The Confucian doctrine of “cardinal principle” and “situational flexibility” (jing quan 經權) offers a hermeneutic framework to address tensions between filial obligations and palliative care. In Confucianism, “cardinal principle” refers to the fundamental ethical and moral norms of Confucianism that cannot be changed, such as “filial piety,” which belongs to the “cardinal principle.” “Situational flexibility” emphasizes weighing specific circumstances to adapt to current needs, allowing for flexibility within the framework of the “cardinal principle” with the ultimate goal of better realizing the “cardinal principle.” This is the dialectical thinking in Confucianism. In palliative care settings, this dialectic justifies prioritizing patients’ quality of life over strict adherence to rigid ethical dogma. Under the guidance of the concept of “situational flexibility,” filial piety should not merely manifest itself as blindly providing useless medical treatment to one’s parents. Working with hospice caregivers to improve the quality of life for parents at the end of life should be seen as an expression of filial piety. This is a feasible explanation for eliminating the obstacles to palliative care posed by traditional Confucian filial piety ethics from within Confucianism itself.

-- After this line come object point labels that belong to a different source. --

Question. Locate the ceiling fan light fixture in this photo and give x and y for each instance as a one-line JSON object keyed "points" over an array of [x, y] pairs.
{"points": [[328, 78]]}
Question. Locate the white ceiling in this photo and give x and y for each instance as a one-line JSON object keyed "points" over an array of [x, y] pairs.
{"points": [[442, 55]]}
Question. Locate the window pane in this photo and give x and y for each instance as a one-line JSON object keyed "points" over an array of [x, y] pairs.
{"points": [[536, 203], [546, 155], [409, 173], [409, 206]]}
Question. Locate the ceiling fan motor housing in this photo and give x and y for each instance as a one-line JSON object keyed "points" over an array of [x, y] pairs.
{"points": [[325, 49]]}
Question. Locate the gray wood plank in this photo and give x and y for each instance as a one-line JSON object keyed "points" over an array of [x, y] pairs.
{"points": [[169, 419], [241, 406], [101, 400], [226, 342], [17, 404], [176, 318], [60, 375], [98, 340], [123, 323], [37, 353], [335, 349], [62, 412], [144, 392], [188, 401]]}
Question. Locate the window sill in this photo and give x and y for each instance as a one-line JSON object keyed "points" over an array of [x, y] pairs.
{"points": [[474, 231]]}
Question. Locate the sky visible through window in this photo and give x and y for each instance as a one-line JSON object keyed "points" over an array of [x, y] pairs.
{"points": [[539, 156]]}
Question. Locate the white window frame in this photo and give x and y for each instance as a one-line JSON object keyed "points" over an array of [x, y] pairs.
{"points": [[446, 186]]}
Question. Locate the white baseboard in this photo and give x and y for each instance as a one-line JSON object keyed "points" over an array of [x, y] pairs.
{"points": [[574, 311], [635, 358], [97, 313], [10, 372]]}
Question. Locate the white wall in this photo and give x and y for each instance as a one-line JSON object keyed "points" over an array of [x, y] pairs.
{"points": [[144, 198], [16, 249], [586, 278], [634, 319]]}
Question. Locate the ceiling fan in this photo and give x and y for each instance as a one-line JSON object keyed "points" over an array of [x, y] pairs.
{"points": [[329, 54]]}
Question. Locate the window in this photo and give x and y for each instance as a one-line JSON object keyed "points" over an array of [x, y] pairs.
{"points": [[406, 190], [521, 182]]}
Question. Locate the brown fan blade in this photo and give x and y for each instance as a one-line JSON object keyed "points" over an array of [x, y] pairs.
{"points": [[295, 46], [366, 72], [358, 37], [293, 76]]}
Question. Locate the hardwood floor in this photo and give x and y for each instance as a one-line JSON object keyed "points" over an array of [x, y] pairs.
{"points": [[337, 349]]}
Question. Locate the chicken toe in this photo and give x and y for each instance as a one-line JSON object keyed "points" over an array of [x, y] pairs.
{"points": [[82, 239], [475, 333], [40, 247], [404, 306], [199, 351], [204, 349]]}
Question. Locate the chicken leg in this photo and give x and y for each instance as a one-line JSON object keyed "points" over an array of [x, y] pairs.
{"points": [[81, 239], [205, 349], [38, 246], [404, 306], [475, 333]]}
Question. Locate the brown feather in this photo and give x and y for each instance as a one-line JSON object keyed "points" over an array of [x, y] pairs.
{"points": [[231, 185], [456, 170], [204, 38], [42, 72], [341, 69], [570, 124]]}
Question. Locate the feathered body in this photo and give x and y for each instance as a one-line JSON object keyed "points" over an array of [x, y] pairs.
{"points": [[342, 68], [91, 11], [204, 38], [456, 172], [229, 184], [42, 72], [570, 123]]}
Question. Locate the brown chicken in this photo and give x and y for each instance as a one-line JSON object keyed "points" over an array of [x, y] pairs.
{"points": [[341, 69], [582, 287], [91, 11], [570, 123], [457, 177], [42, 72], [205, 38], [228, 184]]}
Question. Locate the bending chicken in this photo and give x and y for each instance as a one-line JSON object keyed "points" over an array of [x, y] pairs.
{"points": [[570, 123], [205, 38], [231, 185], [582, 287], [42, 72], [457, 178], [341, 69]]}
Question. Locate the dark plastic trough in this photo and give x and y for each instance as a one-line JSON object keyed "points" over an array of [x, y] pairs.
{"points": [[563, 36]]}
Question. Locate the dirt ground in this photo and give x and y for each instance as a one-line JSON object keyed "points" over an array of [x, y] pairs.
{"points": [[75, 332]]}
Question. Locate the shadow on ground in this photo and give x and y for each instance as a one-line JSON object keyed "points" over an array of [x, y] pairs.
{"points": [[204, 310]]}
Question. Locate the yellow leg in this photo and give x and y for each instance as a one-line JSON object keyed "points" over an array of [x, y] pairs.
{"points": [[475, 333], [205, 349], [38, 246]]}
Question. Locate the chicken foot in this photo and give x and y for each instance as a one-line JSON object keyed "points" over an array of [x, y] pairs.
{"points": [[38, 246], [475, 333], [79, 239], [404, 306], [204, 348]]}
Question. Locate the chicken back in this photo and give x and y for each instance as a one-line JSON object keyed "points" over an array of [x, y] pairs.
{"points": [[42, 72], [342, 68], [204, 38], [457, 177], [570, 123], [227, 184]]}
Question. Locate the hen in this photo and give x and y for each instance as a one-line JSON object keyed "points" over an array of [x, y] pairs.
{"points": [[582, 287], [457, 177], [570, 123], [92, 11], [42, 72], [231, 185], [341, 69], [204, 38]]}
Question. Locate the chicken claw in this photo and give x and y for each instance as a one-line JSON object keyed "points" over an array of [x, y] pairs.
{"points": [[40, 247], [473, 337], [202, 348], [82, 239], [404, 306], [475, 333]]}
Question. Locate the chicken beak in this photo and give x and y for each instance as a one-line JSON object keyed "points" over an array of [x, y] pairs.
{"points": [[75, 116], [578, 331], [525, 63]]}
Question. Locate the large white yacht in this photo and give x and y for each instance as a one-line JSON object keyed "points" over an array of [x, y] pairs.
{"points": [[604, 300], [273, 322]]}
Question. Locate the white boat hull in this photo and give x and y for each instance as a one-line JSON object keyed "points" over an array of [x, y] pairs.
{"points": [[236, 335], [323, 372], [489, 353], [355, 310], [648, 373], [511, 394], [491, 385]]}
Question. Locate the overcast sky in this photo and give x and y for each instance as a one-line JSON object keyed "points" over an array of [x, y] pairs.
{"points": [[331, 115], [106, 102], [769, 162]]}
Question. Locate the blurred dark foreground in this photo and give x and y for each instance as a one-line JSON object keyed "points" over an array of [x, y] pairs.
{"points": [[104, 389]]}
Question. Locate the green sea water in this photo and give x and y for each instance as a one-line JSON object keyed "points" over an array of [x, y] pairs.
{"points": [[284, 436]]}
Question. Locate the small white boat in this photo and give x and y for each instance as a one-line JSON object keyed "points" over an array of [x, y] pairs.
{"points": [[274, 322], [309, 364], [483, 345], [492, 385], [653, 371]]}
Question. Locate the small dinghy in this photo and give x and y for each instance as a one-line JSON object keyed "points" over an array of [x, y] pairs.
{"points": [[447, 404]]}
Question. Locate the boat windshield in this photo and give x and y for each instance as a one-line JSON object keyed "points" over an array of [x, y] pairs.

In practice, family meetings can be used to break down Confucian culture’s prejudice against palliative care. The family meeting model is a decision-making mechanism that uses the family as the decision-making unit and, under the guidance of a neutral third party, achieves equal communication and consensus among family members. In China’s palliative care practice, family meetings have been widely implemented, and a set of professional institutional norms has been established (
Palliative Care Committee of Chinese Nursing Association 2023). Its core function is to integrate family opinions, resolve cognitive conflicts, and form collective decisions, adapting to the collectivist decision-making logic of Confucian society. The resistance to palliative care in Confucian societies mainly stems from cognitive biases, equating palliative care with the unfilial act of abandoning treatment. Family meetings can reshape perceptions. By incorporating the Confucian concept of “cardinal principle” and “situational flexibility”, this bias can be corrected, establishing a new understanding that accepting palliative care is equivalent to achieving a good death, which is equivalent to fulfilling one’s filial duty. In addition to family members, a neutral third-party facilitator is also necessary. They must possess two key abilities: expertise in palliative care and a deep understanding of Confucian culture. This also echoes the aforementioned proposal to train healthcare professionals who have both medical expertise and knowledge of Confucianism.
In summary, by reinterpreting filial piety within Confucianism and breaking down the Confucian cultural bias against palliative care in practical terms, it is expected that the current low frequency of palliative care service utilization in East Asian societies will change.